Michael Barone demonstrates a profound ignorance of the U.S. military officer corps and a shallow inability to get beyond the trite civil-military platitudes of the past ("Importance of Fallon's fall," Commentary, Tuesday).
First, his oblique claim that military officers, possessed of graduate degrees from liberal (by definition) educational institutions, have thereby become increasingly liberal is preposterous on its face. Anyone who has spent appreciable time around military officers today, especially those of senior rank, knows how nearly universal their conservative and Republican preferences are.

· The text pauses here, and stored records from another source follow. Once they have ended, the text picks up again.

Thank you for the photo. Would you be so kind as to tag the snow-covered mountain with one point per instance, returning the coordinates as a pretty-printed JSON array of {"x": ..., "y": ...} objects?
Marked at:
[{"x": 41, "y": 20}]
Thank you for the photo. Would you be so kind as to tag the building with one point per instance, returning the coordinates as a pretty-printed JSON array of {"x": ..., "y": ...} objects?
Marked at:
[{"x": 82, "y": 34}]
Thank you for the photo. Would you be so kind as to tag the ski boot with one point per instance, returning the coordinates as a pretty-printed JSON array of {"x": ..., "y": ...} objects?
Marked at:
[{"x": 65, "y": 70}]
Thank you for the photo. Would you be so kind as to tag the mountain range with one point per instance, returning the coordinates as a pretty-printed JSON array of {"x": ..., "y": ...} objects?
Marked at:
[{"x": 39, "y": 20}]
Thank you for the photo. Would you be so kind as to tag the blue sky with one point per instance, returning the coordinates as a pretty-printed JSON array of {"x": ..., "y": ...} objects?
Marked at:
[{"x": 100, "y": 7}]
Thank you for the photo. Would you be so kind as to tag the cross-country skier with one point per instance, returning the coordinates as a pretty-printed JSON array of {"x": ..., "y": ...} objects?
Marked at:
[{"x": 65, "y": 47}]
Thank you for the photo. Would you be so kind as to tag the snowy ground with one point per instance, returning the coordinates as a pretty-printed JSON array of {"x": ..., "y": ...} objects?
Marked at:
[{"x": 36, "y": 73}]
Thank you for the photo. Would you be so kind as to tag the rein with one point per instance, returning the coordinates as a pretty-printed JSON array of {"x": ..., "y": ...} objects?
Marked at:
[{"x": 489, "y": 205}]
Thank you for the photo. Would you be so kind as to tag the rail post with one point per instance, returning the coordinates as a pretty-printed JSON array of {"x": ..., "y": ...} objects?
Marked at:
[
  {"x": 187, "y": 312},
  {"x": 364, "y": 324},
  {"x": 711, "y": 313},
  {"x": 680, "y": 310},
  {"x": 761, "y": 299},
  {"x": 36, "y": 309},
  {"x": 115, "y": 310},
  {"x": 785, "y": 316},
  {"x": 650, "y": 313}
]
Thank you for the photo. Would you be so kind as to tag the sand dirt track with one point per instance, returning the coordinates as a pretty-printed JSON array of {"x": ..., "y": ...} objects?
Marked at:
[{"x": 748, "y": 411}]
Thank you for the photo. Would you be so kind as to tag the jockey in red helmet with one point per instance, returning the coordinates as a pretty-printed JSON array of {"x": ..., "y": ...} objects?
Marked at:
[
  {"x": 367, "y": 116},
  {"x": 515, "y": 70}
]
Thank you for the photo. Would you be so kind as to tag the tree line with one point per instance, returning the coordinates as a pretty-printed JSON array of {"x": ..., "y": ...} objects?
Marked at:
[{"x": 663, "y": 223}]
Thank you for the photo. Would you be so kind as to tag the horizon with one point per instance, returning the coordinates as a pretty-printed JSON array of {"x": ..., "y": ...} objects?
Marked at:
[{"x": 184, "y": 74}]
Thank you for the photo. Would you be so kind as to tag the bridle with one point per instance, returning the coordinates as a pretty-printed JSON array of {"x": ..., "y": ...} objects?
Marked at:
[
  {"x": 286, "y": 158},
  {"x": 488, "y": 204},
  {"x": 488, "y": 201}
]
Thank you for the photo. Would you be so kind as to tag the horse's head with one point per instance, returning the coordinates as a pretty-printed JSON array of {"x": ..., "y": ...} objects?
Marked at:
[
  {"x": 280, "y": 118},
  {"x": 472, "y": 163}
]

More to the point, in characterizing Adm. William Fallon's infelicitous outspokenness as insubordination, Mr. Barone overlooks the hidden quid pro quo of civilian control and political neutrality: In return for their silent compliance, those in uniform have every right to receive (and even demand) strategically sound direction (unsullied by ulterior partisan political motives) from strategically literate civilian overlords. Absent such strategic competence, the tacit social contract has been broken — by the civilians. That should call into play the other imperative for the military, almost totally ignored by the self-proclaimed experts on civil-military relations who presume to dispense canonical wisdom: The military should be expected to serve as an institutional check and balance to counter strategic illiteracy and incompetence as well as militaristic impetuosity from their civilian masters.
GREGORY D. FOSTER, Professor, National Defense University, Washington
Editor's Note: The op-ed by Barone appeared March 18, 2008.